Его расспросы сводились к тому, что он вынуждал генерального секретаря говорить о трех различных своих ипостасях. Сначала был Иосиф Джугашвили, робкий семинарист с оспинами на лице из Тбилиси; потом народный герой Коба, идеалист, мечтавший о лучшей жизни; и наконец стальной человек Сталин. У Новгерода Мандельштима было одно робкое предположение, что именно ребенок Джугашвили, просочившийся каким–то образом наружу, пытался увести Сталина с того пути убийств, на который он встал. Мандельштим и раньше задумывался, не является ли это причиной того, что и сам он всегда называл генерального секретаря Кобой, обращаясь к тому самому идеалисту, каким тот был до бакинской революции. Мандельштим воображал, что пытается разговаривать со средней ипостасью и играть роль судьи в схватке между ребенком и чудовищем.
Еще во время первых сеансов, когда он спрашивал Сталина о жизни Джугашвили и Кобы, тот признавался в том, что плохо помнит это время. И хотя он держал в памяти структуры всех комитетов, подкомитетов и управлений раскинувшихся щупалец Коммунистической партии, он не мог вспомнить, куда он ходил в школу, как звали его собаку, когда он был маленьким, и первого человека, которого убил Коба, — уж не был ли тот коротышкой с черными усами? Поэтому Мандельштим снова начал расспрашивать Сталина, чтобы возродить его воспоминания о детстве в Гори.
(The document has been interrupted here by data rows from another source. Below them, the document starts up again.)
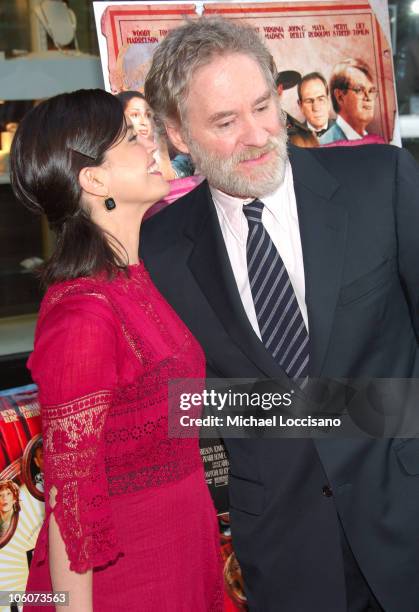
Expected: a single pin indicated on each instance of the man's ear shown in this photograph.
(339, 95)
(174, 133)
(93, 180)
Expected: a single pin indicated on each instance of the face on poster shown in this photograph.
(303, 37)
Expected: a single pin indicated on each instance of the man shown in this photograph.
(314, 102)
(330, 525)
(353, 97)
(286, 79)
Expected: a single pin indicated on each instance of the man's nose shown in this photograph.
(254, 133)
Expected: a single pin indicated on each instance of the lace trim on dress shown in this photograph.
(73, 434)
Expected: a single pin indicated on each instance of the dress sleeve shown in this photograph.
(74, 366)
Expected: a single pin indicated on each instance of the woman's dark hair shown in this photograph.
(125, 96)
(53, 142)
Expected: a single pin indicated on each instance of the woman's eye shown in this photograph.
(225, 124)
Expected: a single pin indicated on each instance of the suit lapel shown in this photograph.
(210, 265)
(323, 232)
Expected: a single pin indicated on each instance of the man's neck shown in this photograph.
(357, 126)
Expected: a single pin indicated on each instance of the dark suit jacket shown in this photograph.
(359, 221)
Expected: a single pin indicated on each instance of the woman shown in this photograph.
(117, 488)
(138, 112)
(9, 505)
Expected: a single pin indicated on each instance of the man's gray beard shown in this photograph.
(223, 174)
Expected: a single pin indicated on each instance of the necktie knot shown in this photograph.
(253, 211)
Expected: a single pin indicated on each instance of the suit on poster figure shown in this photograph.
(325, 525)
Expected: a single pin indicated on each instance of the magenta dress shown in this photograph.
(132, 502)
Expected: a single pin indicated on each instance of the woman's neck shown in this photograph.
(123, 225)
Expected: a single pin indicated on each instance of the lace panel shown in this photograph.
(75, 464)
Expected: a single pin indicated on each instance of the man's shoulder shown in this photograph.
(166, 225)
(347, 165)
(357, 153)
(334, 132)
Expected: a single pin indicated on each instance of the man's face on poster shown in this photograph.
(232, 127)
(357, 102)
(315, 103)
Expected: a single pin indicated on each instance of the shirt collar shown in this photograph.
(349, 131)
(313, 129)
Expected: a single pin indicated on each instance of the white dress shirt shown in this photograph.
(280, 219)
(349, 131)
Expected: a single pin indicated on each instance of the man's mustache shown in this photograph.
(255, 152)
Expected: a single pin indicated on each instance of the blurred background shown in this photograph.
(49, 47)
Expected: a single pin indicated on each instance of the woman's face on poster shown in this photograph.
(141, 117)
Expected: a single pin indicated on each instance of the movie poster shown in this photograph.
(21, 485)
(303, 37)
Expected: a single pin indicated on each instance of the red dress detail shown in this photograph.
(132, 503)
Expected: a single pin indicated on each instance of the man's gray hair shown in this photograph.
(187, 48)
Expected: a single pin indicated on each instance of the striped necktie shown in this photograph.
(280, 321)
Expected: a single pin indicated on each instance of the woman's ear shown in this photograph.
(93, 180)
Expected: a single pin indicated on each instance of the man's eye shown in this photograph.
(225, 124)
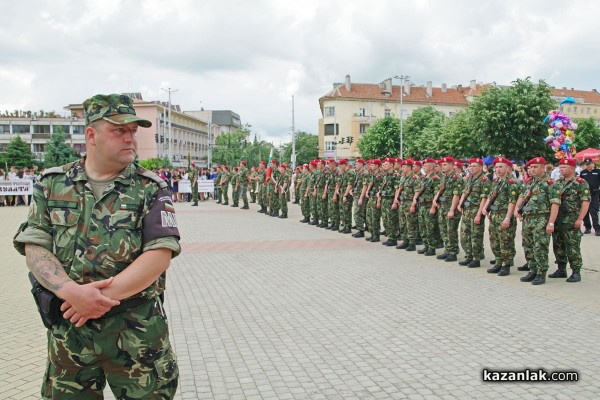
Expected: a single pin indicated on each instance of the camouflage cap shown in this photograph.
(114, 108)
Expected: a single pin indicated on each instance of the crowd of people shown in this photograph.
(439, 204)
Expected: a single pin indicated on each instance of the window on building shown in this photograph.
(330, 146)
(332, 129)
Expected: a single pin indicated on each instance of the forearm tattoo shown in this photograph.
(45, 267)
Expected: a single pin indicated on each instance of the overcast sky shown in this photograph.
(251, 56)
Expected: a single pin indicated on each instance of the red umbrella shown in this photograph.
(592, 153)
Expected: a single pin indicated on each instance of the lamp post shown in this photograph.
(402, 79)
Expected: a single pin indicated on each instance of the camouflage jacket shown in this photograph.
(96, 239)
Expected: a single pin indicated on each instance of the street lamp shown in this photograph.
(402, 79)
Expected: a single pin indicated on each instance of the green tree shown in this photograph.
(509, 121)
(381, 139)
(421, 131)
(307, 148)
(58, 152)
(587, 134)
(18, 153)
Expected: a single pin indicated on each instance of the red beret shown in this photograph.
(502, 160)
(568, 161)
(537, 160)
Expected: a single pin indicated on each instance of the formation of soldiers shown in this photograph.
(434, 204)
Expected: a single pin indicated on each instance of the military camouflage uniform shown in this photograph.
(95, 239)
(566, 239)
(471, 234)
(503, 241)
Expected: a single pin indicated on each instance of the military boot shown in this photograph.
(495, 269)
(524, 267)
(539, 279)
(505, 270)
(561, 272)
(450, 257)
(529, 277)
(575, 277)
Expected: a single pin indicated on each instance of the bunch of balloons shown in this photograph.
(561, 134)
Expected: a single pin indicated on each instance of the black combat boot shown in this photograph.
(575, 277)
(451, 258)
(561, 272)
(529, 277)
(505, 270)
(524, 267)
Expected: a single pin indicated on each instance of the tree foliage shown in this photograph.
(58, 152)
(307, 148)
(509, 121)
(381, 139)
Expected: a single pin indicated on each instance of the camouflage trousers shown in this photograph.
(333, 208)
(360, 213)
(471, 234)
(503, 241)
(130, 350)
(283, 202)
(536, 238)
(346, 212)
(244, 194)
(411, 222)
(374, 217)
(449, 228)
(566, 242)
(428, 226)
(389, 218)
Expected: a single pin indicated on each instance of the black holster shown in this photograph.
(48, 303)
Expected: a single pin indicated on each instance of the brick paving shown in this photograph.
(264, 308)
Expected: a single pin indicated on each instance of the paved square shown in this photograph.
(264, 308)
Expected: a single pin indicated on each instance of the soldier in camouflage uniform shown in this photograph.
(359, 189)
(88, 224)
(447, 199)
(424, 198)
(536, 208)
(243, 180)
(574, 194)
(500, 206)
(193, 177)
(347, 178)
(472, 201)
(225, 177)
(374, 204)
(385, 196)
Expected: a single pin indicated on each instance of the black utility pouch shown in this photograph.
(47, 302)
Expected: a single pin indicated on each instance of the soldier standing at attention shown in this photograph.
(574, 194)
(472, 201)
(592, 175)
(193, 177)
(95, 237)
(244, 179)
(536, 209)
(500, 206)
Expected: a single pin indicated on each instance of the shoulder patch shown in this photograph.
(152, 176)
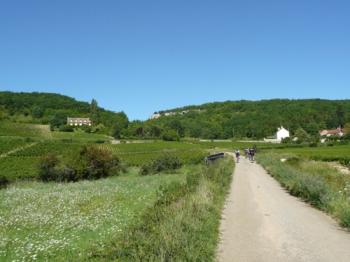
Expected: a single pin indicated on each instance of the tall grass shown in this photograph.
(183, 225)
(316, 182)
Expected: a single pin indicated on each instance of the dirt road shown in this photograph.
(262, 222)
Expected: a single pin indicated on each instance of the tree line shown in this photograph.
(219, 120)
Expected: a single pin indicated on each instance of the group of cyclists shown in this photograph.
(249, 153)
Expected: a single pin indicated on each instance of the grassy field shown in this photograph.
(45, 221)
(339, 153)
(182, 225)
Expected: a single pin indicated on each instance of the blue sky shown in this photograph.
(144, 56)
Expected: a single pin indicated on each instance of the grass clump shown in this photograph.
(182, 225)
(316, 182)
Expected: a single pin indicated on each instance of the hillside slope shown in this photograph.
(254, 119)
(49, 108)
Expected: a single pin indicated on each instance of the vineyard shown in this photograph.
(24, 130)
(340, 153)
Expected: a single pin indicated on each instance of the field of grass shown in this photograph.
(339, 153)
(45, 221)
(182, 225)
(316, 182)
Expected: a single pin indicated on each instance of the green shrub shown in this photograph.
(165, 162)
(3, 182)
(66, 128)
(170, 135)
(91, 163)
(48, 168)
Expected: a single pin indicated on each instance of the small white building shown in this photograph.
(282, 133)
(78, 121)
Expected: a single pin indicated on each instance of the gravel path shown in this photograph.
(262, 222)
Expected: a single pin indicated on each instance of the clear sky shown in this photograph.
(143, 56)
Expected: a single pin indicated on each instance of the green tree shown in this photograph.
(302, 136)
(121, 122)
(37, 112)
(94, 112)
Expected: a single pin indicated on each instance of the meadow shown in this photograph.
(340, 153)
(317, 182)
(130, 217)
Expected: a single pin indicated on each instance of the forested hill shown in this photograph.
(254, 119)
(53, 109)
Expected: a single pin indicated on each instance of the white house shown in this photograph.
(282, 133)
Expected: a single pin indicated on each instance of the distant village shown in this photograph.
(157, 115)
(282, 133)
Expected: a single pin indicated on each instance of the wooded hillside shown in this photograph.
(253, 119)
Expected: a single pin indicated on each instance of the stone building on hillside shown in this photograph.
(78, 121)
(332, 132)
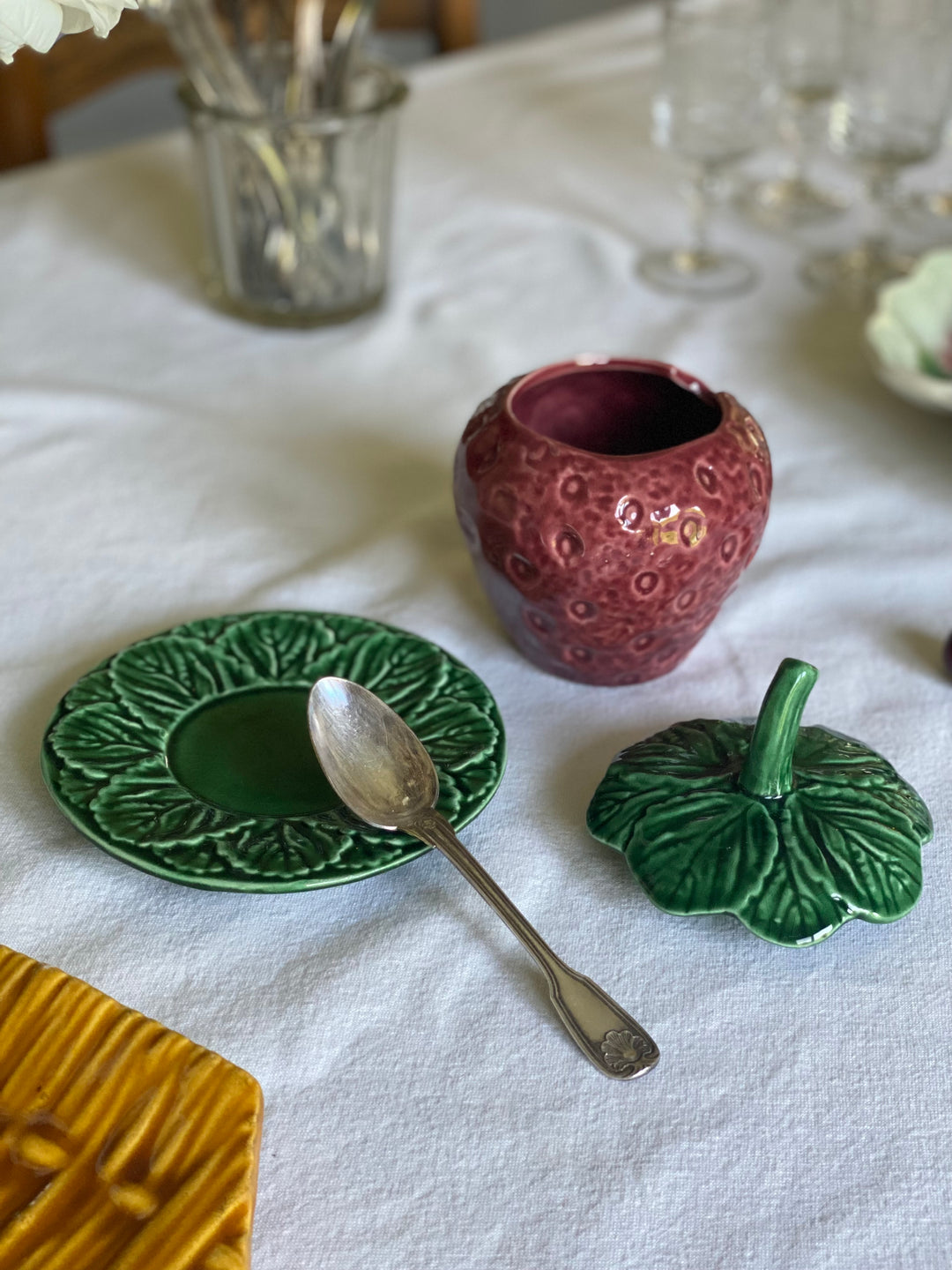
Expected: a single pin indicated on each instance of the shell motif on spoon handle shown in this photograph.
(603, 1032)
Поначалу это вызвало у него обычную отрадную неловкость, но затем он воскликнул:
— Антон! Его звали Антон!
— Кого звали Антон? — поинтересовался Мандельштим.
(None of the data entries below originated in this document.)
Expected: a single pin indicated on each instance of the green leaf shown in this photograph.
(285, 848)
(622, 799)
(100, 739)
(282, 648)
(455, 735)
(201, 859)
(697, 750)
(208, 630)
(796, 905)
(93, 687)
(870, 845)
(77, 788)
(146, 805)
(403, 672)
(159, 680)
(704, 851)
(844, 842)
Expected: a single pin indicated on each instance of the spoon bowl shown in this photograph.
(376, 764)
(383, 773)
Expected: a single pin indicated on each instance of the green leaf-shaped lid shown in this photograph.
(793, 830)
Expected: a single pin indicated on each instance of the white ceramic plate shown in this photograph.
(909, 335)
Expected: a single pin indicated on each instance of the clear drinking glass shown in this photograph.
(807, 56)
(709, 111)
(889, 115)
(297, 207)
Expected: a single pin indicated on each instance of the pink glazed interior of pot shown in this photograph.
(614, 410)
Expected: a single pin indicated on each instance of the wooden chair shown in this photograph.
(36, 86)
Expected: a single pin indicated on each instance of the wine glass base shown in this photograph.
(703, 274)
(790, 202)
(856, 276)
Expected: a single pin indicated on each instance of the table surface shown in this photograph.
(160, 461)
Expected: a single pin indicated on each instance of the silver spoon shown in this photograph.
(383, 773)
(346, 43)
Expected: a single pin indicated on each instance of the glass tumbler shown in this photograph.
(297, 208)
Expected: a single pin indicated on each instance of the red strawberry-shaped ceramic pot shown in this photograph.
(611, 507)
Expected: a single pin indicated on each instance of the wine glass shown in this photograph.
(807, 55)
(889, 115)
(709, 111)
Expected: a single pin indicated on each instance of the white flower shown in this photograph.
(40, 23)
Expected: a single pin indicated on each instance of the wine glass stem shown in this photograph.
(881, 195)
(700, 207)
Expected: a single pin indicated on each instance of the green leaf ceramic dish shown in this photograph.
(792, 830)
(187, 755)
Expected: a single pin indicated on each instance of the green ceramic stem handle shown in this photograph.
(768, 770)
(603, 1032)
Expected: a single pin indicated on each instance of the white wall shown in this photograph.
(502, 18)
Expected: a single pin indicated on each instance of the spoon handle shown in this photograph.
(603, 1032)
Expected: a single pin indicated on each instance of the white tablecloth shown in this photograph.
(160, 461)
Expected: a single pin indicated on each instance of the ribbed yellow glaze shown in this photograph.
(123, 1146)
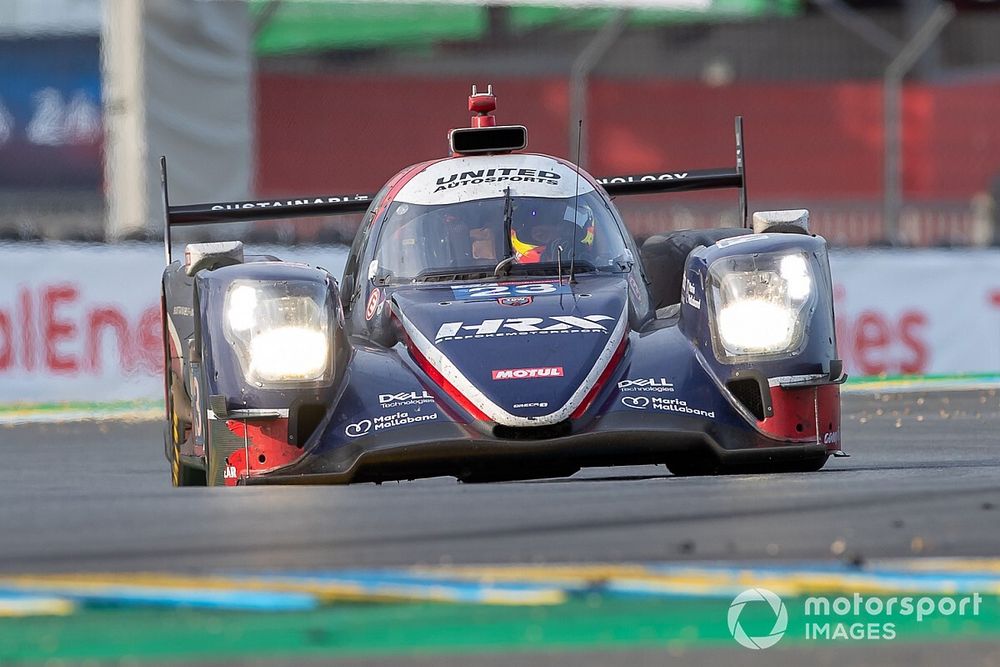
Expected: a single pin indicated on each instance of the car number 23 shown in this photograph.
(495, 290)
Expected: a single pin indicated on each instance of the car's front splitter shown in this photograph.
(448, 449)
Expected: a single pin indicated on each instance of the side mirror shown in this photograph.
(792, 221)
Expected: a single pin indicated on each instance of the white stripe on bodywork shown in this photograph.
(792, 380)
(451, 373)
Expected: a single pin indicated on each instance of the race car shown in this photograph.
(496, 320)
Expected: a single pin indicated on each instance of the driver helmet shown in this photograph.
(538, 230)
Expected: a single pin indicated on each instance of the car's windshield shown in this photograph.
(421, 241)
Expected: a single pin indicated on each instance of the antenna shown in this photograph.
(166, 208)
(576, 202)
(742, 170)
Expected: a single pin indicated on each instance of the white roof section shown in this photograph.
(486, 176)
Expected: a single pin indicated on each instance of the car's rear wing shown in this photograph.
(268, 209)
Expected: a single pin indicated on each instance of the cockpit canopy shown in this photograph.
(451, 220)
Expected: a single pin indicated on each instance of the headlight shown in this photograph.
(761, 303)
(279, 329)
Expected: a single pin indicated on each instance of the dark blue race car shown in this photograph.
(496, 320)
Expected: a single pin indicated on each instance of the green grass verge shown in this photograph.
(356, 630)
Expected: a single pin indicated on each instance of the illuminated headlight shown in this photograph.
(761, 303)
(279, 330)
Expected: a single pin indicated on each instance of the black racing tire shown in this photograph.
(180, 473)
(663, 258)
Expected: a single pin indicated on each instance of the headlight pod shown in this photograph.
(279, 329)
(760, 304)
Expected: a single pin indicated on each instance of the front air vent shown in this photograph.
(308, 418)
(750, 393)
(559, 430)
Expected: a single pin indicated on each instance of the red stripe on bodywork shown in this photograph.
(602, 380)
(267, 439)
(810, 414)
(441, 381)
— Моего пса в Гори звали Антоном, — ответил Сталин и расплылся в жуткой улыбке.
По прошествии этого совместно проведенного часа Мандельштим мог утешаться лишь тем, что Сталин еще не понял того, что идет на поправку. Однако он понимал, что это не за горами, если ему не удастся вызвать регресс у своего пациента.
В течение всего мая они продолжали встречаться каждый день, однако, несмотря на все ухищрения Новгерода Мандельштима, Сталин продолжал поправляться, становясь все спокойнее и спокойнее. И чем спокойнее он становился, тем больше распоряжений о высылках он подписывал. Снова понеслись эшелоны, снова сексоты начали получать приказы, расстрельные команды вычистили свои ружья и снова начали выходить на рассвете.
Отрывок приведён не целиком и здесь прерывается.